The tagline for the film is “Borat was so 2006.” True! So would people please stop proclaiming “very nice!” and “ya-ess!” You’re just embarrassing yourselves. Plus, I’m sure there will be plenty of new lines for you to steal and use on drunken club patrons who confuse funny with the number of times you can repeat material that isn’t yours.

Funny People—July 31
In Judd Apatow’s second production of the summer, and third directorial effort, Adam Sandler and, shockingly enough, Seth Rogen, play a couple of stand-up comedians. Sandler’s character, George Simmons, is a seasoned veteran of stand-up who happens to be at death’s doorstep.

Doesn’t sound too funny, does it? But George learns that his disease has gone into remission and he may yet survive, leading him to re-evaluate his life and revisit some of the people he has known. Namely, Laura Anderson (Leslie Mann, real-life wife of Apatow), the one who got away, or George pushed away, who now lives with her loving husband (Eric Bana, in like his 18th film this summer) and children (played by Apatow and Mann’s adorable daughters, Maude and Iris, who were featured in Knocked Up as well).

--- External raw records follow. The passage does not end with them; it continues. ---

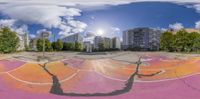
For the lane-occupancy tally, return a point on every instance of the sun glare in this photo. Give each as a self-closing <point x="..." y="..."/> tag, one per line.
<point x="100" y="32"/>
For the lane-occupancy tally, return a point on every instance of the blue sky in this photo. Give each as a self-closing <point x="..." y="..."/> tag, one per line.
<point x="112" y="19"/>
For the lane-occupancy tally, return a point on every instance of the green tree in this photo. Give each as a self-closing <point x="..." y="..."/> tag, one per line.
<point x="58" y="45"/>
<point x="67" y="46"/>
<point x="181" y="41"/>
<point x="196" y="44"/>
<point x="9" y="41"/>
<point x="192" y="40"/>
<point x="78" y="46"/>
<point x="48" y="46"/>
<point x="166" y="41"/>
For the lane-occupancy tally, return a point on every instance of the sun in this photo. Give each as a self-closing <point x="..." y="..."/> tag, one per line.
<point x="100" y="32"/>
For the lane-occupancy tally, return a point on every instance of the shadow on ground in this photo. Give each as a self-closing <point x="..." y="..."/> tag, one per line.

Apatow’s brought the goods before. Can he do it again without making it sappy enough to trap a mosquito for 60 million years?

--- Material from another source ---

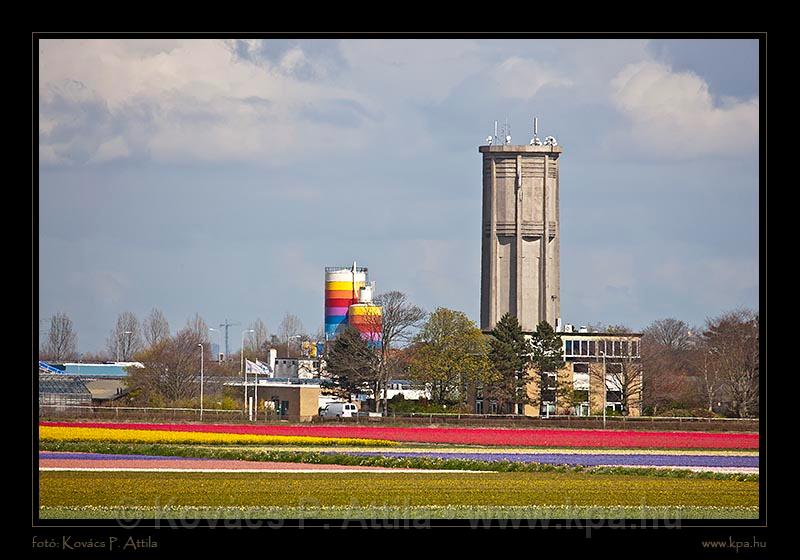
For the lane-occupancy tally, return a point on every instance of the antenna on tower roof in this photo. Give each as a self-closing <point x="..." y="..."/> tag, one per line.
<point x="535" y="140"/>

G.I. Joe: The Rise of Cobra—August 7
In this big-screen, live-action adaptation of another damned Hasbro franchise, Stephen Sommers brings us an origin story of the evil Cobra Organization, the primary enemy to our first and last line of defense: the elite, special forces unit G.I. Joe.

It sounds moronic as hell, and likely will be, but like any film based on a popular toy line (are there any besides Transformers?), it should prove action-packed, over-the-top and, dare I say, entertaining.

Inglorious Basterds—August 21
From Quentin Tarantino comes Inglorious Basterds. Inspired by Enzo Castellari’s 1978 correctly spelled film, Inglorious Bastards, Tarantino’s World War II Spaghetti Western (as it’s being billed) follows a group of eight Jewish-American soldiers (one for every night of Hanukkah!) who are recruited by creepily mustachioed Brad Pitt to exact targeted acts of retribution against the Nazis.

Along for the ride are Eli Roth (best known as the director of the Hostel films) as Donny Donowitz, B.J. Novak (best known as Ryan the temp from The Office) as Smithson Utivitch and Samuel L. Jackson as a character dubbed “The Raconteur.”